I must admit I like watching weddings now as much as I like attending funerals. I am not sure why. But I do not care for weddings anymore. Perhaps to me they signify something happy, but happiness that has the potential to be clouded with such potential loss. Naturally not every marriage will lead to a child having cancer, but yet given the fact that two classrooms a day are being diagnosed in the US with cancer, I am not the only one! So to me, weddings symbolize the start of the unknown, the calm before the storm. 

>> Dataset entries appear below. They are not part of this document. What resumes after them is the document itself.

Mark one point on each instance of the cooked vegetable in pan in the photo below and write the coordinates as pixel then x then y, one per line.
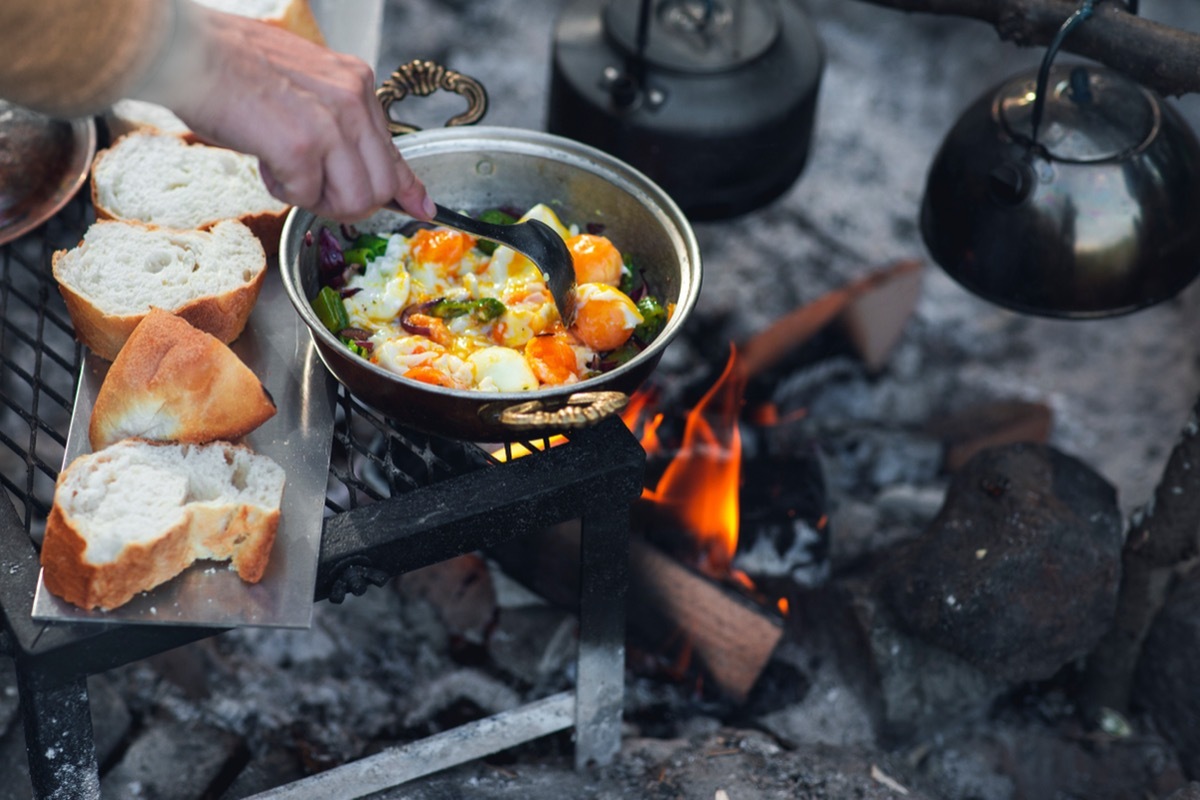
pixel 442 307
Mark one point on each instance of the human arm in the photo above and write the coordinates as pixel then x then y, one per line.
pixel 307 113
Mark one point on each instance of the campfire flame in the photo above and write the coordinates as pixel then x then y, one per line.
pixel 701 485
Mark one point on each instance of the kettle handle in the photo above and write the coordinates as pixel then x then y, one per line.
pixel 1086 8
pixel 423 78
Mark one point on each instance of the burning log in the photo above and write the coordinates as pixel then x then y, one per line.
pixel 871 311
pixel 714 630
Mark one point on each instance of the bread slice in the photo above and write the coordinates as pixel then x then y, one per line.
pixel 121 270
pixel 136 515
pixel 294 16
pixel 166 181
pixel 172 382
pixel 129 115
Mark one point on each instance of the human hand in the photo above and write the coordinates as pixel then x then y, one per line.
pixel 307 113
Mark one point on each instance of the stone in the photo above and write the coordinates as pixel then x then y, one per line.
pixel 1165 681
pixel 1018 573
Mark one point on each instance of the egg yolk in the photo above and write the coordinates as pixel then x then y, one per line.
pixel 552 359
pixel 441 246
pixel 595 259
pixel 605 317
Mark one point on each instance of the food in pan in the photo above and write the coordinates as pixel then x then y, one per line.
pixel 123 269
pixel 136 513
pixel 442 307
pixel 174 383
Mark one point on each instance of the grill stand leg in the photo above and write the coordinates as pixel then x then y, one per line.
pixel 600 680
pixel 58 737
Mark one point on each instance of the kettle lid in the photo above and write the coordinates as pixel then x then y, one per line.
pixel 1090 114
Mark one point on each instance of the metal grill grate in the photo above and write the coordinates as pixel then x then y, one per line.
pixel 40 362
pixel 460 510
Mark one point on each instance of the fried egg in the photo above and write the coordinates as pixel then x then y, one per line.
pixel 471 352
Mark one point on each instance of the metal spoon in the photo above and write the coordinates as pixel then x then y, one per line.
pixel 533 239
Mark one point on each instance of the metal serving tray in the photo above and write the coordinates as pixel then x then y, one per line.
pixel 277 347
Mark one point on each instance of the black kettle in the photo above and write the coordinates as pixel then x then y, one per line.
pixel 1068 192
pixel 713 100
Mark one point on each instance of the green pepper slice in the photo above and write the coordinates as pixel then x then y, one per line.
pixel 330 310
pixel 496 217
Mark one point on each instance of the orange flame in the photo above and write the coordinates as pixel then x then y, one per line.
pixel 700 486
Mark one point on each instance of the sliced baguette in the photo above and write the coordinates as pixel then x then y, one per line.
pixel 166 181
pixel 121 270
pixel 129 115
pixel 136 515
pixel 172 382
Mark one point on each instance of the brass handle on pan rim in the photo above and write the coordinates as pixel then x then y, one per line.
pixel 579 410
pixel 423 78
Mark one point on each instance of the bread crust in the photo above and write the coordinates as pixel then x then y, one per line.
pixel 67 575
pixel 243 534
pixel 267 226
pixel 223 316
pixel 299 19
pixel 175 383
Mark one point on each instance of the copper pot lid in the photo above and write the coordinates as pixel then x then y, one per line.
pixel 43 163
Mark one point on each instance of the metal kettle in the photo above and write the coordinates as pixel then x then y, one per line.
pixel 713 100
pixel 1067 192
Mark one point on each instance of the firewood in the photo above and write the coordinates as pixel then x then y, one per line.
pixel 873 310
pixel 729 637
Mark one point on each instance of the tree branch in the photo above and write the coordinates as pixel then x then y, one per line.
pixel 1159 56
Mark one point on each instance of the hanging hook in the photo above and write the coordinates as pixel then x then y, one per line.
pixel 1086 8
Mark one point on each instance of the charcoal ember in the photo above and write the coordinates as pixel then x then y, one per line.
pixel 989 425
pixel 1018 573
pixel 912 690
pixel 1014 758
pixel 1165 680
pixel 783 531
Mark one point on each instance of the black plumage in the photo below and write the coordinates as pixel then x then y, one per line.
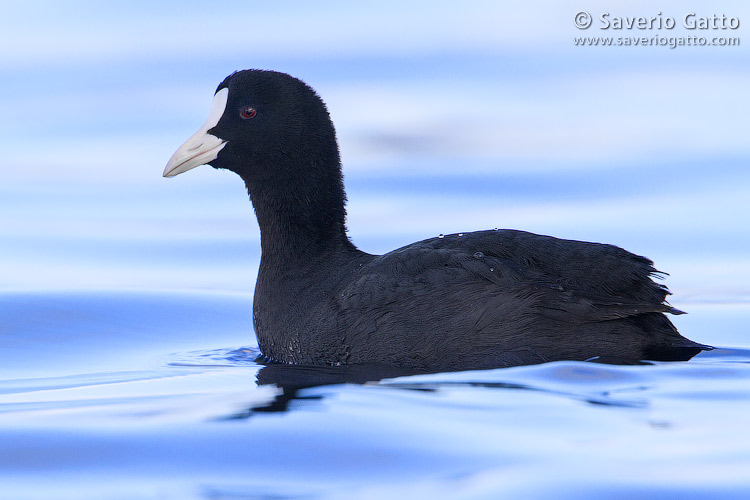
pixel 463 301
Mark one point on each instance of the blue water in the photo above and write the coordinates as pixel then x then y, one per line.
pixel 126 342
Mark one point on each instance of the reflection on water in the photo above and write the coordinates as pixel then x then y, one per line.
pixel 175 416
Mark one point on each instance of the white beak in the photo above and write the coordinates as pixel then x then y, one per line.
pixel 202 147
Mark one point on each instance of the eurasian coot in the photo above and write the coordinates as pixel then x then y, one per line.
pixel 462 301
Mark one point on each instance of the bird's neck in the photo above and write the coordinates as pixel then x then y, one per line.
pixel 300 220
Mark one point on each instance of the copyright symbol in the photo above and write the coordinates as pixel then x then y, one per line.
pixel 583 20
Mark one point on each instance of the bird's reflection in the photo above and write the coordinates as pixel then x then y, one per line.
pixel 292 380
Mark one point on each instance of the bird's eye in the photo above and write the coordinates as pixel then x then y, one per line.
pixel 248 112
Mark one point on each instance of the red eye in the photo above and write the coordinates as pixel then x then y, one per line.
pixel 248 112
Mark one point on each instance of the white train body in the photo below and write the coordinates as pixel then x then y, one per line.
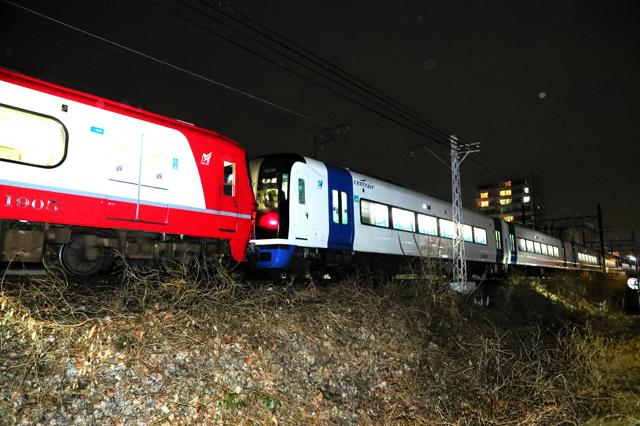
pixel 311 211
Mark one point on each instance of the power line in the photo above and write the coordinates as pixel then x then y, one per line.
pixel 168 64
pixel 319 61
pixel 219 84
pixel 328 66
pixel 301 75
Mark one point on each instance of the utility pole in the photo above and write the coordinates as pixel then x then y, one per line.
pixel 601 232
pixel 458 154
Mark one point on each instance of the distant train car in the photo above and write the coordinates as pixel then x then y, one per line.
pixel 82 176
pixel 537 249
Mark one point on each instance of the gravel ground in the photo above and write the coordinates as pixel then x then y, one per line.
pixel 172 352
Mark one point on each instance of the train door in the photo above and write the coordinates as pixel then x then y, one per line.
pixel 137 187
pixel 341 227
pixel 301 221
pixel 228 170
pixel 512 243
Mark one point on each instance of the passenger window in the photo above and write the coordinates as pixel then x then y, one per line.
pixel 229 178
pixel 403 220
pixel 31 139
pixel 529 246
pixel 522 245
pixel 375 214
pixel 344 217
pixel 427 225
pixel 335 206
pixel 479 235
pixel 301 195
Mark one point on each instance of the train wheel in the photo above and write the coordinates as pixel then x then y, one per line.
pixel 79 259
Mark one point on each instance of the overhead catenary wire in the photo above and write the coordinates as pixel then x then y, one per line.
pixel 325 65
pixel 219 84
pixel 165 63
pixel 317 60
pixel 170 65
pixel 398 121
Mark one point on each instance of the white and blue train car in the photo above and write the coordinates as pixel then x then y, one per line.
pixel 316 212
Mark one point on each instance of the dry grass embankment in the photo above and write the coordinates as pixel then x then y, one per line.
pixel 196 347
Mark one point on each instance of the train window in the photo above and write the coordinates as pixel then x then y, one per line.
pixel 479 235
pixel 403 220
pixel 427 224
pixel 375 214
pixel 522 245
pixel 31 138
pixel 447 229
pixel 467 233
pixel 229 178
pixel 301 195
pixel 529 246
pixel 344 217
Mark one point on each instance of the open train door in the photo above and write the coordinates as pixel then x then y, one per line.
pixel 299 205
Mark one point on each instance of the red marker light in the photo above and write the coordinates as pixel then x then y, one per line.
pixel 269 220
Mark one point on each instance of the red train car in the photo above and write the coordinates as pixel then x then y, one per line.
pixel 82 176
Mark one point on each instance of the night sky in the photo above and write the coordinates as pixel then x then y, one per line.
pixel 548 88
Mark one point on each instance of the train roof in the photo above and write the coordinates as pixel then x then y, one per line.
pixel 29 82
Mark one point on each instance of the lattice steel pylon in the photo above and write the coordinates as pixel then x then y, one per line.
pixel 458 154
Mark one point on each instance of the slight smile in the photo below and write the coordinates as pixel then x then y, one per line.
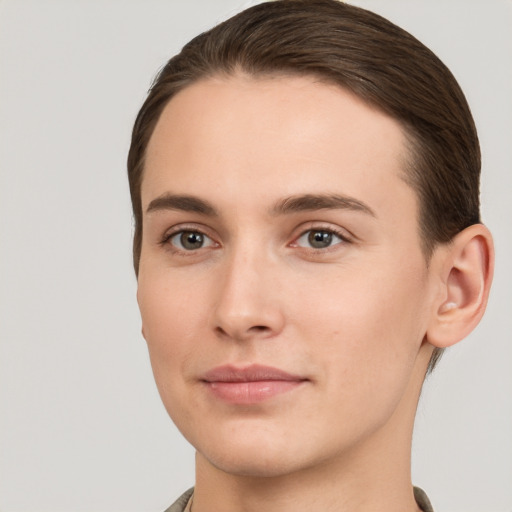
pixel 251 384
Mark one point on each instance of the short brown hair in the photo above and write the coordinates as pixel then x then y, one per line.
pixel 359 51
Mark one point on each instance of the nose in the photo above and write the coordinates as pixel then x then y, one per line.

Today's wedding was particularly symbolic because it was held outside literally minutes before an ominous rain storm. You could see the clouds and dark sky rolling in! I would have to say the most meaningful part of the ceremony was when the aunt of the bride read the poem I posted tonight called "These Hands." I have never heard of this poem before. She warned us before reading it that even saying the words made her cry! I honestly had no idea what she possibly could be sharing with us that would evoke such emotion. Until she started to talk! 

I have to imagine the depths of this poem are lost on the twentysomethings in the crowd, but those of us who are a bit older, who have experienced illness, tragedy, crisis, and loss, get this poem to its core. Surviving any of these things long term requires a solid spouse by our side. These are "the hands" you want with you always if you should be lucky enough to find the right ones to begin with. I think why this poem impacted me and most likely Margaret so deeply is because we have seen our spouses tested to the limits and know they can handle the happiness, the joy, but also the sadness, the crisis, the devastation, and yet they remain steadfast and by our sides. Seems to me the ultimate testament of a relationship and a marriage.